Взволнованная вышла я на улицу; в прихожей дожидалась меня Надя и там, слыша, что я плачу, и вообразив, что меня не приняли, и сама заплакала. Но одного взгляда на мое лицо достаточно было, чтобы убедиться в противном.

Сегодня в 12 часов я пришла к директору и молча подала ему конверт с прошением попечителя и остальными документами, которые были мне возвращены. Он любезно поздравил меня с поступлением. – «Но все-таки вы постарайтесь убедить вашу мать; это во всяком случае неприятно; вы будьте к ней почтительны». Я обещала директору исполнить все. Сегодня выехала с сестрою в Москву.

Интернат Высших женских курсов, 8 сентября

Вот я и здесь. Сидя спокойно за высокими казенными стенами, беру моего молчаливого друга и опять начинаю по-старому беседовать с ним. С чего же начать? Столько разных впечатлений, все так не похоже на прежнюю мою жизнь.

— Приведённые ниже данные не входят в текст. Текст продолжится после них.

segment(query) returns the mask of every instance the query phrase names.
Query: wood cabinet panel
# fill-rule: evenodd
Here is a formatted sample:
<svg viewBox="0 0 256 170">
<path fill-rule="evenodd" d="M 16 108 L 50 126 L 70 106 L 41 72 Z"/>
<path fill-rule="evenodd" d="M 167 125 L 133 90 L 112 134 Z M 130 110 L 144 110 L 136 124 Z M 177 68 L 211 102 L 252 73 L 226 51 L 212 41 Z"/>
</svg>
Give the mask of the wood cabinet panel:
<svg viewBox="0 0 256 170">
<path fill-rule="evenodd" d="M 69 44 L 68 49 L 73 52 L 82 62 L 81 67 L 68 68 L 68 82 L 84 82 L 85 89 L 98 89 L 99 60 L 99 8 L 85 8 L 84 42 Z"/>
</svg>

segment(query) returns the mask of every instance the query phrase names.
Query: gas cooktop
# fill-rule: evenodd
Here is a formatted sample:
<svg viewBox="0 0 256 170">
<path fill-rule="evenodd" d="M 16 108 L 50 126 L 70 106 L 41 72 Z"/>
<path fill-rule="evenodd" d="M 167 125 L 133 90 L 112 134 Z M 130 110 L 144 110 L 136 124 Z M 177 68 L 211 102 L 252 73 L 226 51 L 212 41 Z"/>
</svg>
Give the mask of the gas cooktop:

Вся неделя от моего приезда в Ярославль и до отъезда в Петербург прошла в приготовлениях к отъезду; только здесь я почувствовала, как я устала… Мне необходимо было спокойствие, бесконечное спокойствие. Мне хотелось как можно долее сохранить его, и я ни о чем не говорила маме, так что она была уверена, что всякие хлопоты были бесполезны. Должно быть, я очень изменилась за эти дни: хотя и ничего не говорила, но мое бледное лицо выдавало меня и вызывало удивление родных и знакомых. За день до отъезда я вошла в комнату мамы, чтобы в последний раз говорить с ней. Вышла сцена: слезы, крики, упреки, брань. Я все время молчала. На другой день надо было ехать. Вечером меня позвали прощаться в первый раз; мама выбранила меня и выгнала из комнаты. Через час потребовала опять к себе; я пришла, мама сухо протянула мне руку для поцелуя, не сказав ни слова. Я уже совсем оделась ехать на вокзал; горничная пришла в третий раз: «пожалуйте опять к мамаше». Я вошла в спальню; мама, уже собиравшаяся ложиться спать, с распущенными волосами, с плачем обняла меня: «Прощай, прощай, ты уезжаешь, мы с тобой более не увидимся, прощай!» – «Полно, мама, напрасно ты думаешь, что мы больше не увидимся: я приеду на Рождество». – «Нет, прощай, прощай, прощай! Ты бросаешь мать, бог с тобою!»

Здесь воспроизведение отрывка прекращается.